そんなわけでギルド内でも議論はあったのだが、結局は別件絡みで教会との関係を荒立てたくないということもあり、当該パーティーに箝口令を敷いた上で棚上げする形に決着した。これが、少し前にあったややこしい案件だ。
冒頭の名前は、件の冒険者パーティーの内、唯一の未帰還者として記されていたものだった。崩落したダンジョン内に取り残されたため生存の見込みは薄く、現に死亡を認定されてギルドの名簿から除外されていた。
だが、この手元の文面によればそんな人物が実は生存しており、ギルドを訪れてメダルの再発行まで受けたらしい。
「……ふむ」
再発行に際しては、本人確認が取れた上で所定の料金を納めれば行えることになっている。この本人確認というのはギルド職員による何点かの質問によって行われており、大抵は知った仲の職員が対応する。そのため、そもそもそのような知り合いがいない場合には再発行は認められない。
このような属人的な制度には批判的なエミールであったが、その有効性には一定以上の評価を与えていた。見知った人物と実際に会って話すという行為から得られる情報は極めて多く、それらから些細な違和感を拾える可能性が高いからだ。
つまり、こうした段階を踏んで再発行を受けたということは、この自称ハンス・グライツェンは限りなく本人と考えることがだろう。
「…………」
エミールの思考が加速していく。
これらが意味することは、魔物の大群で満たされたダンジョンに一人取り残された人物がどうやってか無事に生還したということだ。
入口が封鎖された以上逃げ場はなく、物資も減る一方だったはずだ。別の出口を見つけて脱出に成功したというような単純な話ではないのは、付近で魔物が大量発生したという知らせがなかったことからわかる。死亡認定から再発行までの期間の長さも、それを裏付けていると言って良いだろう。

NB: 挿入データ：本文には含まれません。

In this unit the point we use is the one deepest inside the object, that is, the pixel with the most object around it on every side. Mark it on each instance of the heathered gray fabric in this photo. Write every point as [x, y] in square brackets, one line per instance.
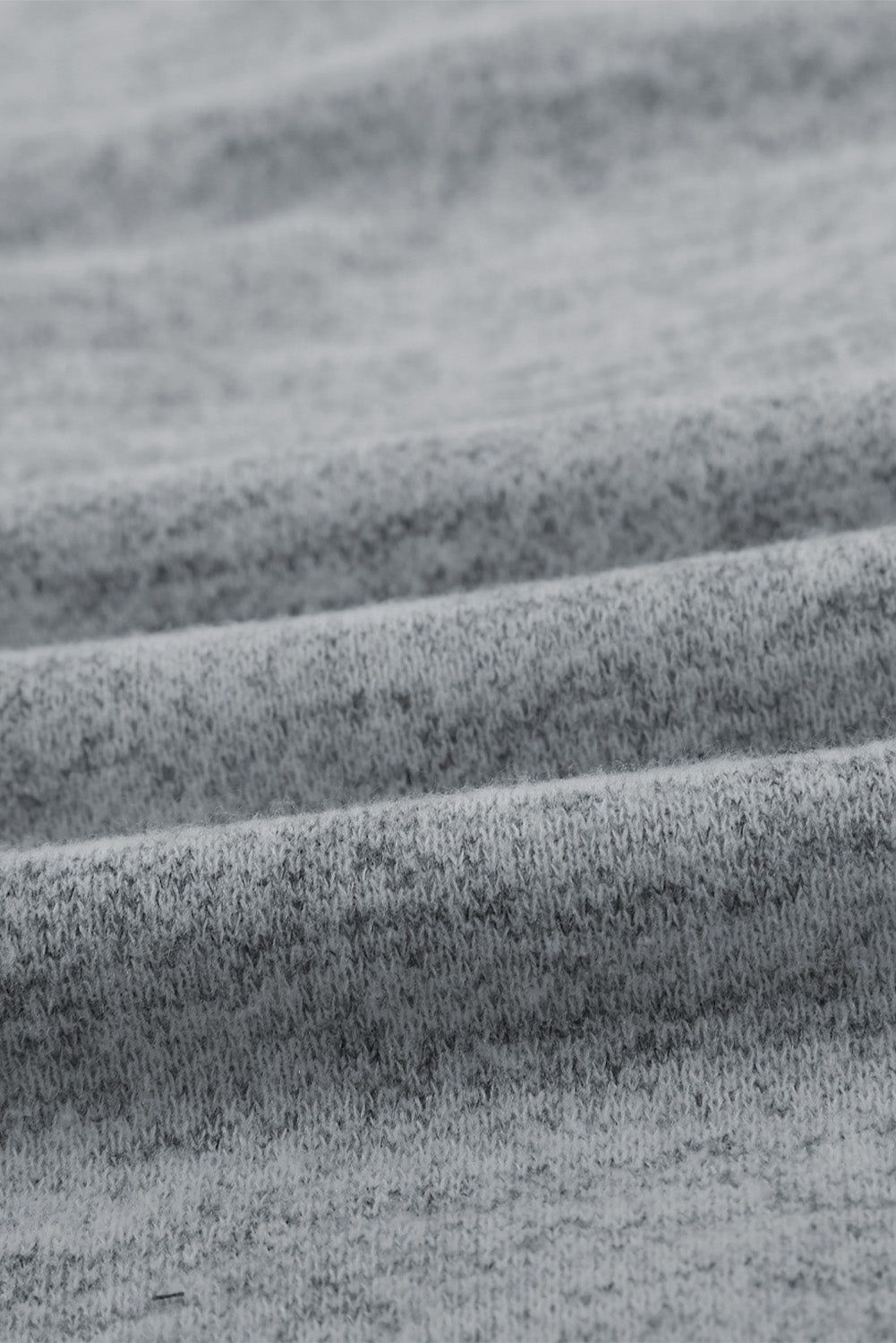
[448, 671]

一方、件の冒険者パーティーはギルド内でも比較的上位の実力を持っていて、そのことはエミールの頭の中にも入っている。しかしながら、ハンスという名前にはあまり聞き覚えがないことから、逆説的に彼が特筆すべき実力者ではないと判断することができた。
以上を総合すると、孤立無援の中で優秀な、しかし常識的な実力の冒険者がある大量の魔物を単独で討伐し、ダンジョンを脱出したということになる。
だが、それはあまりにも現実味の無いものだった。もしそのようなことが起こりうるのであれば、人類は自由にこの大地を行き来できたことだろう。

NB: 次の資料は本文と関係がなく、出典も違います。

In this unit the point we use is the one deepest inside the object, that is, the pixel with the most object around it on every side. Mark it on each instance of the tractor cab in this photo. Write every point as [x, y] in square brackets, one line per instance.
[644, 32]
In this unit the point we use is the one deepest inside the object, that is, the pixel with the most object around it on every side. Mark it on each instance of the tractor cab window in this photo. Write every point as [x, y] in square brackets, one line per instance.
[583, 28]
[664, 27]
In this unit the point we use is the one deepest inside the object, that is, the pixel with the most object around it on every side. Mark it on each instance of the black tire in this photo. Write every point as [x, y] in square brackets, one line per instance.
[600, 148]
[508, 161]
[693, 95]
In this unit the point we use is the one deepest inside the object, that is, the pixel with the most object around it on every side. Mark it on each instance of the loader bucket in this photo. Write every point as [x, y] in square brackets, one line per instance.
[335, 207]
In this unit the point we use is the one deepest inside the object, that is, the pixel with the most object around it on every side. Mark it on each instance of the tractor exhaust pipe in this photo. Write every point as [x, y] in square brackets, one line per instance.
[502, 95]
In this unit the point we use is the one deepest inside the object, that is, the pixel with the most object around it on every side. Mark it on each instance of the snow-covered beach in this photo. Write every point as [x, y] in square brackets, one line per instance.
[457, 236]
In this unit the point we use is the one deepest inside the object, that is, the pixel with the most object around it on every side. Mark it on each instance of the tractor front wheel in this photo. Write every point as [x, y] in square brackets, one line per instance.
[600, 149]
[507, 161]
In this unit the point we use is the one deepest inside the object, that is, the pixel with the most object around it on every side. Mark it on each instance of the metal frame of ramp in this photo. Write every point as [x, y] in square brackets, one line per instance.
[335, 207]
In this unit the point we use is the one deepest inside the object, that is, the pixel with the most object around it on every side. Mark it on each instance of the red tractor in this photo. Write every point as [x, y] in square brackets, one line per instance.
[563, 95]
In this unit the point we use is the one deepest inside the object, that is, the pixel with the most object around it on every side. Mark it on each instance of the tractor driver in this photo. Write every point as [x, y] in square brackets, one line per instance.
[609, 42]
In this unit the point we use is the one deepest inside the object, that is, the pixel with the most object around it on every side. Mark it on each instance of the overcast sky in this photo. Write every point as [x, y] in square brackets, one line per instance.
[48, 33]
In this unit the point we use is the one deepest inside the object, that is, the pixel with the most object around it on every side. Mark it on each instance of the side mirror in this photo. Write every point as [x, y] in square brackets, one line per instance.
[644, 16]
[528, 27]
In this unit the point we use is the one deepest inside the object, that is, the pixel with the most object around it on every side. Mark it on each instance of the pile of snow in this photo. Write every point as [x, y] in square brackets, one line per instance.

しかしながら、現実には多くの人が魔物に手も足も出ず、僅か一匹のオークを倒すことさえできれば、それだけで駆け出しの冒険者と呼ばれる。
故に、大量の魔物に一人で立ち向かったハンスを待ち受けるものは死以外にはないはずだ。だが、彼は生きて帰ってきた。
このように想定と現実との間に齟齬があった時、考えられる可能性は二つだ。すなわち、想定に間違いがあるか、想定していなかった要素があるか。
──例えば、ダンジョンに眠る魔族の文献のような。
文献だけではどうにもならないかもしれないが、それ以外にも魔族に由来する未知のものが存在し、それによって彼が生き残ったのだとしたら。
一体それは、ギルドにどれほどの益を齎すのだろうか。
何よりそれは、自分をどこまで押し上げてくれるのだろうか?
エミールは頭の中で算盤を弾く。
魔族由来の強力な何かを手に入れられればよし。文献や情報を手に入れる程度でも十分な成果になる。
もし空振りだとすれば、それはハンスが実は特筆すべき実力の持ち主だったということ、つまり想定に間違いがあったということになるが、その場合はパーティーの評価を一段階上げることができる。例の件に向けて、箔の付いた冒険者パーティーを用意することはギルドにとってプラスに働くだろう。
つまり、この件はどう転んでも利用することができる。己の野望の、実現のために。
エミールは、自分が笑みを浮かべていると感じた。口元は大きく弧を描き、喜色が立ち昇る。
そうとなれば、動くのは早い方がいい。彼は浮かんだ笑みを務めて押し殺しながら、ギルド長のスケジュールに目を通した。